The Canadian dollar shook off early losses and closed higher Friday even as oil prices fell sharply as a massive earthquake slammed Japan and the latest employment data missed expectations.

The currency was ahead 0.48 of a cent at 102.98 cents US.

Statistics Canada said the economy cranked out 15,100 new jobs. The tiny pickup in jobs overall, all part time, was below the consensus expectations of as many as 25,000 new jobs, but large enough to keep the unemployment rate at 7.8 per cent.

"This latest showing of lacklustre Canadian data must leave even the most hawkish of Bank of Canada watchers with severe doubt where future rate hikes are concerned," commented CanadianForex vice-president John Curran.

A magnitude 8.9 earthquake slammed Japan's northeastern coast Friday afternoon.

The yen initially fell after the quake and resulting tsunami, but then recovered as investors expect the Japanese to buy back their home currency.

Oil prices stepped back amid concerns that the Japanese economy, the world's third largest, will suffer a setback.

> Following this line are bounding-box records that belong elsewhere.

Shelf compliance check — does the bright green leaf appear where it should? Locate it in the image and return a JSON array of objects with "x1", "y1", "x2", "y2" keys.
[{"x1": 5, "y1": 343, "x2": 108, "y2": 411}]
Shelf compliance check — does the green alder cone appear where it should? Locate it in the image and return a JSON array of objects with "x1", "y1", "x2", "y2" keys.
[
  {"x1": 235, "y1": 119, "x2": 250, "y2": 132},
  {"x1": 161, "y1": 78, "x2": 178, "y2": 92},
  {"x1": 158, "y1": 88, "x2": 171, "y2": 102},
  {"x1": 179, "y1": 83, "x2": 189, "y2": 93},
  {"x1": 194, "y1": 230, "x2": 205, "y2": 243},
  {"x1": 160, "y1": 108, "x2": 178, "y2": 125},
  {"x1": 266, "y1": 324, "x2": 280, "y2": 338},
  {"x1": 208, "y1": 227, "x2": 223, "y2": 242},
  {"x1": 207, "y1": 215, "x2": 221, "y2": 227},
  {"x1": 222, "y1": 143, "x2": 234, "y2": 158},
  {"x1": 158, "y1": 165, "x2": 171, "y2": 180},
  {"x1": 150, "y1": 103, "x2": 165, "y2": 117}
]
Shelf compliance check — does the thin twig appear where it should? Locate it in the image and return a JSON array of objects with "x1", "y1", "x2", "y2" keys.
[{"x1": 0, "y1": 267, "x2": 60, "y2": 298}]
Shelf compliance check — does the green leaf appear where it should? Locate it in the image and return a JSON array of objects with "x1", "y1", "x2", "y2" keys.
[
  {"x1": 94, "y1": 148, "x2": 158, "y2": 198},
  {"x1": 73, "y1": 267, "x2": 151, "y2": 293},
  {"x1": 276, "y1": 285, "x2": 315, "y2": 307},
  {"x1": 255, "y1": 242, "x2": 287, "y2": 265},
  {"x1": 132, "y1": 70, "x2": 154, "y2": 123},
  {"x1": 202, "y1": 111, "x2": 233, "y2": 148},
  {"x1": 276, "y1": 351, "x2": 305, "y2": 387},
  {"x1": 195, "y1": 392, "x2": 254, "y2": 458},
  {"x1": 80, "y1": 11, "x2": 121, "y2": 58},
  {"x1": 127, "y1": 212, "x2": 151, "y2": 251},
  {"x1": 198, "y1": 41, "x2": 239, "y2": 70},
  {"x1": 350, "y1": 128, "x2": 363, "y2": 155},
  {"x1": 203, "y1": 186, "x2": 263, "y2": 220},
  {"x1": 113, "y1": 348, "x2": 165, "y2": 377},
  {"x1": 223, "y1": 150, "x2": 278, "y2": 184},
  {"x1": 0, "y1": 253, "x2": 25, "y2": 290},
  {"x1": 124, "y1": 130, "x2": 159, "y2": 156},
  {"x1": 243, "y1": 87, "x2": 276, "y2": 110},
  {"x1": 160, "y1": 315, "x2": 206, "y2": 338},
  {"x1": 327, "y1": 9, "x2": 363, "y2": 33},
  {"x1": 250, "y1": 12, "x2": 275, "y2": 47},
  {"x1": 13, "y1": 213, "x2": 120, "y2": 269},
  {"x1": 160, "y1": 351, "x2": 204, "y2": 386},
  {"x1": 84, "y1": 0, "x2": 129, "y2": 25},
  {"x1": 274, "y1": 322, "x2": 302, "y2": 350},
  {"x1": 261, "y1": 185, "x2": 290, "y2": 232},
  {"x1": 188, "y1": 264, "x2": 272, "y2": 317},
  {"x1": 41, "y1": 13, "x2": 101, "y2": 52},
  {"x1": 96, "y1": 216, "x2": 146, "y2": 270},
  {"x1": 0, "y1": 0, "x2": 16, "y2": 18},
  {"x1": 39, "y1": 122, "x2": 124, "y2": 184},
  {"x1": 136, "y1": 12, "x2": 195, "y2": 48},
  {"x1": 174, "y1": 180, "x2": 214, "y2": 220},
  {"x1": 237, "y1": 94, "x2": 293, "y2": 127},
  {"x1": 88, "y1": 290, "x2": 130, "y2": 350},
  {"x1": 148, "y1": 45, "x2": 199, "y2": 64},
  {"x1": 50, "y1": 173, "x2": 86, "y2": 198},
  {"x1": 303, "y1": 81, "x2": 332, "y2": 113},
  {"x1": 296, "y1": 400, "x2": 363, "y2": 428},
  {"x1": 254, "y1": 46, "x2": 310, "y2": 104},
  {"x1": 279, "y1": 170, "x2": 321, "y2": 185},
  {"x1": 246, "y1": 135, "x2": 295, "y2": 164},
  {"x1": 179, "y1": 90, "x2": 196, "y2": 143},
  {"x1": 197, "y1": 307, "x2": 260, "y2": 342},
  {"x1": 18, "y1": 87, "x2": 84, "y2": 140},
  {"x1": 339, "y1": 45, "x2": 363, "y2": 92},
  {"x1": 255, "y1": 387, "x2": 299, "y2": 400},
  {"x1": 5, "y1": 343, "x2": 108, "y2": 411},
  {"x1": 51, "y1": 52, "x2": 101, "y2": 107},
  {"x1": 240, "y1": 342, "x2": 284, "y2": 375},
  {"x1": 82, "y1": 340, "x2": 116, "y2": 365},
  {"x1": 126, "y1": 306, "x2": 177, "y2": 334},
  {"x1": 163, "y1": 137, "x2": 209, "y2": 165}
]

"You have seen oil go down on this and the effect it will have on overall demand," said Luciano Orengo, portfolio manager at Manulife Asset Management.

The April crude contract on the New York Mercantile Exchange fell $1.54 to US$101.16 a barrel.

Even with Friday's decline, crude oil is still up about 10 per cent from the middle of last month on worries that fighting in Libya could spread to big oil producers in the Persian Gulf, such as Saudi Arabia.

Copper prices recovered early declines with the May contract up one cent at US$4.21 a pound. Copper has plunged almost eight per cent since mid-February as worries about higher energy prices have raised concerns about demand.

Commodities were also under pressure after data showed China's inflation remained elevated in February at 4.9 per cent, exceeding analysts' forecasts and above the government's four per cent target for the year. Food price inflation unexpectedly accelerated to 11 per cent from January's 10.3 per cent rate.

The concern is that China will have to take further steps to slow its economy to deal with inflation, such as interest rate hikes.

China has been one of the main pillars of the global economy over the past few years and its huge demand for commodities had driven oil and metals prices sharply higher.

Bullion prices climbed with the April bullion contract in New York ahead $9.30 at US$1,421.80 an ounce.